Eigenfracture approximation of quasi-static crack growth in brittle materials

TL;DR

This paper introduces an eigendeformation approximation scheme for modeling quasi-static crack growth in brittle materials, demonstrating convergence to classical Griffith fracture evolution as the approximation parameter tends to zero.

Contribution

It proposes a novel variational approximation method using eigendeformations and proves its convergence to the classical crack evolution model.

Findings

The approximation scheme converges to Griffith's crack evolution as epsilon approaches zero.

The model incorporates irreversibility and energy balance in the crack growth process.

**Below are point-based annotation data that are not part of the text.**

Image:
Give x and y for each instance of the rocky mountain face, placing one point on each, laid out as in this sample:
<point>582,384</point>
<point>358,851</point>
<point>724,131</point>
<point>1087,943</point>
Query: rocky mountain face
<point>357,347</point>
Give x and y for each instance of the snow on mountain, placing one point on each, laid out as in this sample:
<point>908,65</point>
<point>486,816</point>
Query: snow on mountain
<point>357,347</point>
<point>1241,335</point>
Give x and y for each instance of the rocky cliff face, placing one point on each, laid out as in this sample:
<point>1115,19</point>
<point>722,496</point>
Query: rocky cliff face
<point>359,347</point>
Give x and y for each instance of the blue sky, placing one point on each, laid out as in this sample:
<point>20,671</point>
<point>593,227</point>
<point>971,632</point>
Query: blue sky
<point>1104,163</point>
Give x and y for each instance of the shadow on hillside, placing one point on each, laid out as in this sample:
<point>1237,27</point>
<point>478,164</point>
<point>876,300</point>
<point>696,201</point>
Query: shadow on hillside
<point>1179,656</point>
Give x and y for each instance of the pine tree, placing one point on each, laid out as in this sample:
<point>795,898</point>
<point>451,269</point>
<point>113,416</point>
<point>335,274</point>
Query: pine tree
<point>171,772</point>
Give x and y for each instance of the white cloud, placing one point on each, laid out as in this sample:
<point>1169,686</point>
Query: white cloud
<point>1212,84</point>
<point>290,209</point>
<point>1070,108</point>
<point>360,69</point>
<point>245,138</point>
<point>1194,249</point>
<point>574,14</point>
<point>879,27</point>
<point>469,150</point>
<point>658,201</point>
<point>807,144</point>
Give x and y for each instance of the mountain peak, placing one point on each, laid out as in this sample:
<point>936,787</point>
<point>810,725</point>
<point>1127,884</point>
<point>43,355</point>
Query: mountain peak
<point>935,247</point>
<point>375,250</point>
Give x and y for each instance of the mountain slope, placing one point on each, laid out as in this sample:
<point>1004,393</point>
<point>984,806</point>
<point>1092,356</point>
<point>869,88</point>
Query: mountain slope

The approach provides a new variational framework for brittle fracture analysis.

Abstract

We study an approximation scheme for a variational theory of quasi-static crack growth based on an eigendeformation approach. We consider a family of energy functionals depending on a small parameter $\varepsilon$ and on two fields, the displacement field and an eigendeformation field that approximates the crack in the material. By imposing a suitable irreversibility condition and adopting an incremental minimization scheme, we define a notion of quasi-static evolution for this model. We then show that, as $\varepsilon \to 0$, these evolutions converge to a quasi-static crack evolution for the Griffith energy of brittle fracture, characterized by irreversibility, global stability, and an energy balance.